How to turn Amazon workers into art patrons? Technology
What advice would Seattle nonprofits give to their peers in Long Island City, Queens, where Amazon is opening another headquarters? Listener Lisa Myers Bulmash, an artist who lives north of Seattle, wanted to know.
Artists in Queens also want an answer to that question. Ten minutes from Amazon’s HQ in Queens, there’s a scrappy arts collective called Flux Factory. Maya Seuss works there.
“New York City is an amazing supporter of the arts,” Seuss said. “I think that is possible because of taxes. So I’m worried about the tax breaks that they’re giving to Amazon.”
Flux Factory does collaborative art work involving the community. Artist Jaime Iglehart worries that will end when Amazon comes. “If Amazon comes, we might not be here, in which case there will be no collaboration.”
A Queens area artist who goes by CZ said if democratically elected officials don’t undo the Amazon deal, she’ll use “nefarious means," including "late night things happening in a building,” she said. “Putting things in machines so they don’t function, if it gets to that point.”
The concerns these artists voice are real: In Seattle, many artists were priced out because they couldn’t compete with rising rents. Many art spaces have closed.
But one that survived has some tips to share. MadArt Studio, near Amazon in Seattle, has discovered: Amazonians like technology.
In a recent exhibit, artist Maja Petric used Xbox Kinects controllers to make art. The show was a big success.
Amazon employee Noah DuBose visited this exhibit almost 20 times, often bringing coworkers who are designers. “They all love it,” she said. “And some of them will try to figure out the technology. Some figured it out, and some didn’t. But overall, it’s a great, interesting and unique experience.”
In a dark room, a light projected a 3D image of gallery visitors onto a matrix of strings studded with reflective materials. It’s hard to explain — kind of like seeing a version of yourself made of stars.
Amazon workers don’t have a lot of time, but DuBose made time for this exhibit, visiting it one final time on its last day.

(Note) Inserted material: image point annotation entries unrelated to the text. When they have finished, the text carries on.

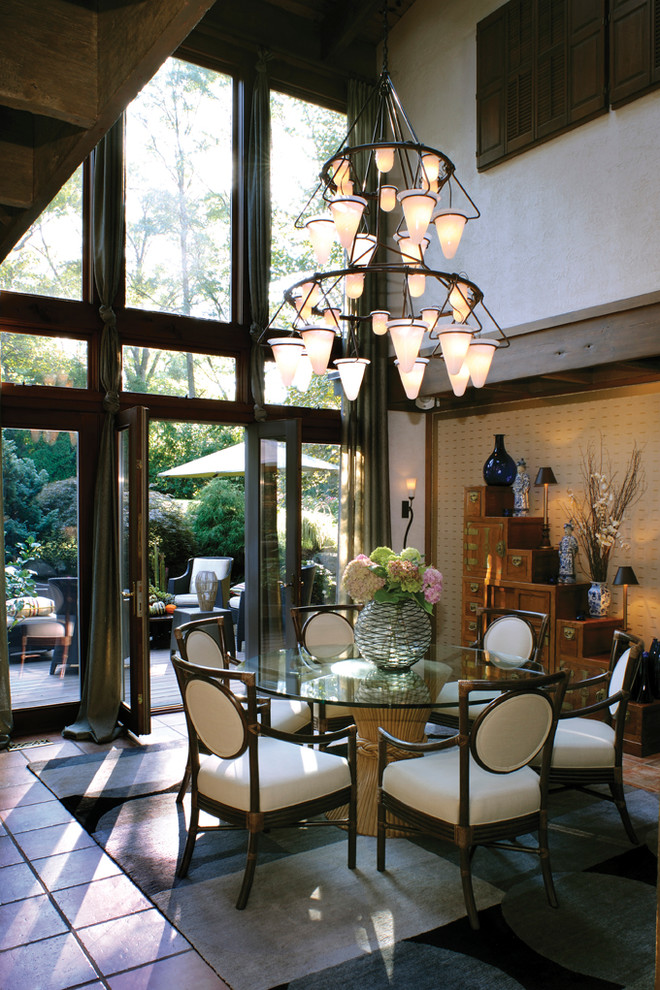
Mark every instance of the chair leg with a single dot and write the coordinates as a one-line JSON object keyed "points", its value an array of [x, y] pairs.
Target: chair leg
{"points": [[190, 842], [544, 853], [250, 864], [465, 856], [184, 782], [619, 797]]}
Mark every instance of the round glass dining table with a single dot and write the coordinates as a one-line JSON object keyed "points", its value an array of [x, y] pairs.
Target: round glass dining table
{"points": [[401, 701]]}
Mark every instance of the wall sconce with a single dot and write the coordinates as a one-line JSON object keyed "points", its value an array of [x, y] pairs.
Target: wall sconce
{"points": [[625, 576], [545, 477], [406, 507]]}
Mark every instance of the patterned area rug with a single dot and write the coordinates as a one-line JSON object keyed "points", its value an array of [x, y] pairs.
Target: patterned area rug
{"points": [[312, 924]]}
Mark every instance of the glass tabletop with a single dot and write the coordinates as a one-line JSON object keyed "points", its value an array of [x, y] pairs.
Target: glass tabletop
{"points": [[356, 682]]}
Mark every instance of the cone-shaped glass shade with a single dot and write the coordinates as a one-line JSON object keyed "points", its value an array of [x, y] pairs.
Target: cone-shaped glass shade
{"points": [[354, 285], [449, 226], [417, 209], [347, 212], [460, 299], [459, 381], [412, 380], [431, 166], [479, 359], [318, 344], [379, 318], [351, 371], [416, 285], [322, 233], [363, 249], [412, 254], [407, 339], [304, 372], [454, 344], [384, 159], [387, 198], [287, 351]]}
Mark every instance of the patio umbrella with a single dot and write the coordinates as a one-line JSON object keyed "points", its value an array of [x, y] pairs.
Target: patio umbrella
{"points": [[231, 460]]}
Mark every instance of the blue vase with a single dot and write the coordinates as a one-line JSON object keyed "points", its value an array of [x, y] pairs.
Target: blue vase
{"points": [[500, 468]]}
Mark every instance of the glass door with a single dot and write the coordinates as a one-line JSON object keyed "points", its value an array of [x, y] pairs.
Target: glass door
{"points": [[132, 463], [272, 530]]}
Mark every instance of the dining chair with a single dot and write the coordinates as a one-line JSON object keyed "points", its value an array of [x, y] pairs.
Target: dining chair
{"points": [[588, 750], [326, 632], [251, 776], [477, 788], [203, 642], [509, 632]]}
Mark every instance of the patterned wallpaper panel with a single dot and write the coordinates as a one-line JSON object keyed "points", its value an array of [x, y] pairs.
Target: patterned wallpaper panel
{"points": [[553, 432]]}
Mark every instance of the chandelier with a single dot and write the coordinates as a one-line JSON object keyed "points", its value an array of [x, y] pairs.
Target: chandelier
{"points": [[380, 201]]}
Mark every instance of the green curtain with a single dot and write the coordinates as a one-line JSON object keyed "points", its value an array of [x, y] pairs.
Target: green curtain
{"points": [[101, 689], [6, 720], [365, 510], [259, 225]]}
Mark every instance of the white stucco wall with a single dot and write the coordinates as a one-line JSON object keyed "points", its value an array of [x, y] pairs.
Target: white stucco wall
{"points": [[566, 226]]}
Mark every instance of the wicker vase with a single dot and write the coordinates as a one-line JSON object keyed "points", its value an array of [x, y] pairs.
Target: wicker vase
{"points": [[393, 636]]}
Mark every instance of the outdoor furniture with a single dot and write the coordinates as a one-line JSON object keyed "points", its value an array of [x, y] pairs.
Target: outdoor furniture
{"points": [[589, 751], [476, 788], [183, 586], [255, 777]]}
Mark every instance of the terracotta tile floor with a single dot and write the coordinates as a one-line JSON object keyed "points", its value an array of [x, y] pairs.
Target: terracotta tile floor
{"points": [[70, 918]]}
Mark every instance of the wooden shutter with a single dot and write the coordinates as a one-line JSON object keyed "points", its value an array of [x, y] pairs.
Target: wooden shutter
{"points": [[630, 48], [586, 47], [491, 61], [519, 74]]}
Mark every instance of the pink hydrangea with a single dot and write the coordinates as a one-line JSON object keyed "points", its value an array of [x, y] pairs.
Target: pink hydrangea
{"points": [[432, 585]]}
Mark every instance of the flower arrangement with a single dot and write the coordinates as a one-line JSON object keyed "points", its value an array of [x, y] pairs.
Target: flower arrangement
{"points": [[598, 512], [388, 577]]}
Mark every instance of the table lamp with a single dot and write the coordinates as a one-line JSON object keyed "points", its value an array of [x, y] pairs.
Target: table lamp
{"points": [[625, 576], [545, 477]]}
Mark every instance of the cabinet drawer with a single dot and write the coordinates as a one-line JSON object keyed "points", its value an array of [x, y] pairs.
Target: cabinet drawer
{"points": [[588, 637], [530, 565]]}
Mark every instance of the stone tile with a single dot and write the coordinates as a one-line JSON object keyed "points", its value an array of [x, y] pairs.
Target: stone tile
{"points": [[76, 867], [24, 819], [28, 791], [53, 964], [131, 941], [18, 882], [102, 900], [29, 920], [182, 971], [9, 854], [54, 839]]}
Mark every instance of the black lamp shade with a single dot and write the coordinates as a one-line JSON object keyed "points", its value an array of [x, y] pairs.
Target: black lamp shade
{"points": [[545, 476], [625, 575]]}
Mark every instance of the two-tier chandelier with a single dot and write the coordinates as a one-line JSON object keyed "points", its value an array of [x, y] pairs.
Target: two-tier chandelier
{"points": [[379, 201]]}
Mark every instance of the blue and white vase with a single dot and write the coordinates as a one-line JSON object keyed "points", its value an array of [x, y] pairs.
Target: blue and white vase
{"points": [[599, 598]]}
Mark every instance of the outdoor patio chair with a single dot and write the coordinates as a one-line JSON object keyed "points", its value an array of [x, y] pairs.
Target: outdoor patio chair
{"points": [[477, 788], [588, 750], [251, 776]]}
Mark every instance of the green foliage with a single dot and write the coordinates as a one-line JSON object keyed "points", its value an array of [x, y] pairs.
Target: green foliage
{"points": [[170, 533], [219, 523]]}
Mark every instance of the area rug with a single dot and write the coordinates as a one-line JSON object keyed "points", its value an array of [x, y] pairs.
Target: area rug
{"points": [[312, 924]]}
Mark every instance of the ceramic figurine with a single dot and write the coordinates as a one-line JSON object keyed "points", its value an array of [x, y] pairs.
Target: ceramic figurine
{"points": [[568, 548], [521, 490]]}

“To me, this is important,” she said. “It’s like sharpening your knife: You can’t just keep using it without recharging it – sharpening it. And this is how I recharge, so I can have new and fresh ideas.”
Exploring technology has helped this gallery find common ground with Amazon employees. And the mutual interest isn’t limited to new technology. Gallery director Emily Kelly said the next artist showing here, Taiji Miyasaka, will focus on ancient technology.
“He is bringing traditional Japanese plasterers into this space to help create a large scale inhabitable sphere sculpture,” she said.
That’s right, just five blocks from Amazon’s high tech spheres, Japanese artisans will build a sphere that looks old and handmade. “There’s something really beautiful when you can see someone’s person in the object that you’re holding, or sitting in, or that you live in.”
“Do you think that’s something that people today, in this technology driven world, feel attracted to?” I asked.
“I think yes,” Kelly said “I think when people realize they need it – they really crave it.”
So part of the way to succeed as an arts organization in Amazon’s world is choosing the right kind of art to show. But that alone won’t do it.
MadArt rents out its exhibition space to weddings and parties, and it helps artists go after grants. Its founder is an arts philanthropist, which can’t hurt.
As a company, Amazon isn’t known for patronizing the visual arts. Still, the popularity of MadArts exhibitions demonstrates that Amazon workers themselves do want to connect with art.